- Born: December 18, 1948 (age 77) United States
- Education: Yale University (BA, PhD) Wadham College, Oxford (BA)
- Occupations: Historian, author, writer, professor

= Paul A. Rahe =

American historian and writer (born 1948)

Paul Anthony Rahe (born December 18, 1948) is an American classicist, historian, writer and professor of history at Hillsdale College. He taught at Yale University, Cornell University, Franklin and Marshall College, and the University of Tulsa before taking up his present position.

Rahe comments with some frequency on political matters and blogs with some regularity for Ricochet.

== Biography ==
Rahe received a B.A. in history from Yale University in 1971, where he graduated Phi Beta Kappa.

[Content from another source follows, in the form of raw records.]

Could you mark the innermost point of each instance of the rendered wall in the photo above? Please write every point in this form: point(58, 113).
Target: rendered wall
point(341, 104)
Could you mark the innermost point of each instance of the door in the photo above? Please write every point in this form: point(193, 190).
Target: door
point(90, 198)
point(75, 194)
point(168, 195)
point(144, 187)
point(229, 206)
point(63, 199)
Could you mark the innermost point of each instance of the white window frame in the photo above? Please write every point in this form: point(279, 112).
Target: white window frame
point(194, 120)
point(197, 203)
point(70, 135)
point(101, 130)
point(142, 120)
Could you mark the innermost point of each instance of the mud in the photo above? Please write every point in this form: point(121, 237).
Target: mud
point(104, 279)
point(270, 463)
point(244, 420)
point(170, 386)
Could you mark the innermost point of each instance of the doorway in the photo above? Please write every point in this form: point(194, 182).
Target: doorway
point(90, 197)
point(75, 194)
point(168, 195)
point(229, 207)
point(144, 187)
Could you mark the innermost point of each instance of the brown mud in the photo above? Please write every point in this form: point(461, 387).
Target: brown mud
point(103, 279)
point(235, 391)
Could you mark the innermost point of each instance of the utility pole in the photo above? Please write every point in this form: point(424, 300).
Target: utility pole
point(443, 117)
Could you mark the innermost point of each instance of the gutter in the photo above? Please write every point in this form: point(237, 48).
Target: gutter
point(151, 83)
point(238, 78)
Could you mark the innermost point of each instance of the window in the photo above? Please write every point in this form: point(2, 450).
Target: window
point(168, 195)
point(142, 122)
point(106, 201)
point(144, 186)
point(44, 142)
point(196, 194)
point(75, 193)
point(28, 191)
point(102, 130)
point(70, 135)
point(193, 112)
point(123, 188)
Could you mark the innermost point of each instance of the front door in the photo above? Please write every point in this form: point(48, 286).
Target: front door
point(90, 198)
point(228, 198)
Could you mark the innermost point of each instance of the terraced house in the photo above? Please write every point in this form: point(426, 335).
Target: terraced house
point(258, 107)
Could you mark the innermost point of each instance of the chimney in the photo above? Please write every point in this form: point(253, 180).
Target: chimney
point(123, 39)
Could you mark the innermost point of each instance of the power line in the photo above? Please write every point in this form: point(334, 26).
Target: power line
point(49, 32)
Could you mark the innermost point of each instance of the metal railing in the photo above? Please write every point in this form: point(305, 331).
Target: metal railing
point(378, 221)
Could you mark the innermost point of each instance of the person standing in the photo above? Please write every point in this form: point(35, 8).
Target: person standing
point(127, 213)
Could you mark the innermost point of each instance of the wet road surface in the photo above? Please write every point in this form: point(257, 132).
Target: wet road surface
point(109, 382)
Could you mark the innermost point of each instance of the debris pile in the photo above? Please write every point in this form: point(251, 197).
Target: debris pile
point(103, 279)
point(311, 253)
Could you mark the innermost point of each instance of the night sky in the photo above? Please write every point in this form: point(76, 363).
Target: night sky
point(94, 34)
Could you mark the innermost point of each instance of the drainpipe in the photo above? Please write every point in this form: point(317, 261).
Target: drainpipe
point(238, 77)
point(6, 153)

He then read Literae Humaniores at Wadham College, Oxford on a Rhodes scholarship, receiving a B.A. in 1974. He received his PhD in history at Yale University in 1977. His political positions are conservative. In 2016, he referred to Republican nominee Donald Trump as a "slimeball," but endorsed him for president nonetheless because of his revulsion at Democratic nominee Hillary Clinton's "depravity". In 2020, he unreservedly endorsed Donald Trump for president. He is married to Laura Rahe, a lawyer and the author of a book on courtship and marriage.

==Bibliography==
- Republics Ancient and Modern: Classical Republicanism and the American Revolution (University of North Carolina Press, 1992)
- Against Throne and Altar: Machiavelli and Political Theory under the English Republic (Cambridge University Press, 2008)
- Montesquieu and the Logic of Liberty: War, Religion, Commerce, Climate, Terrain, Technology, Uneasiness of Mind, The Spirit of Political Vigilance, and the Foundations of the Modern Republic (Yale University Press, 2009)
- Soft Despotism, Democracy's Drift: Montesquieu, Rousseau, Tocqueville and the Modern Prospect (Yale University Press, 2009)
- The Spartan Regime: Its Character, Origins, and Grand Strategy (Yale University Press, 2016)
- The Grand Strategy of Classical Sparta: The Persian Challenge (Yale University Press, 2015)
- Sparta's First Attic War: The Grand Strategy of Classical Sparta, 478-446 B.C. (Yale University Press, 2019)
- Sparta's Second Attic War: The Grand Strategy of Classical Sparta, 446-418 B.C. (Yale University Press, 2020)

=== Edited===
- Machiavelli's Liberal Republican Legacy (Cambridge University Press, 2006)
- Montesquieu's Science of Politics: Essays on The Spirit of Laws (Rowman and Littlefield, 2001)(co-edited)

=== Other publications===
He has published scholarly articles in The American Journal of Philology, Historia: Zeitschrift fur Alte Geschichte, The American Journal of Archaeology, The American Historical Review, Ciceroniana, The Review of Politics, The Political Science Reviewer, The Journal of Business and Professional Ethics, The Journal of the Historical Society, Security Studies, The History of Political Thought, Social Philosophy & Policy, 1650–1850: Ideas, Inquiries, and Aesthetics in the Early Modern Era, History of European Ideas, The Catholic Social Science Review, Citizens and Statesmen, Reason Papers, and The Journal of Policy History, and he has contributed articles of general interest and book reviews to The American Spectator, Humanities, The Wilson Quarterly, The American Oxonian, The National Interest, Commentary, The American Interest, Reason, The American Scholar, The Claremont Review of Books, National Review, National Review Online, The Washington Times, and The Wall Street Journal. He is currently working on a book tentatively entitled The Grand Strategy of Classical Sparta: The Athenian Challenge.

==Awards and honors==
Rahe was a Rhodes Scholar at Oxford and has been awarded fellowships by the Center for Hellenic Studies, The National Humanities Center, the Institute of Current World Affairs, the John M. Olin Foundation, the Center for the History of Freedom at Washington University, the National Endowment for the Humanities, the Woodrow Wilson International Center for Scholars, Clair Hall at Cambridge University, All Souls College at Oxford University, The American Academy in Berlin, the Social Philosophy and Policy Center at Bowling Green University, and the Hoover Institution. In 2006, the French Historical Society awarded him the Koren Prize for the Best Article Published in French History in 2005.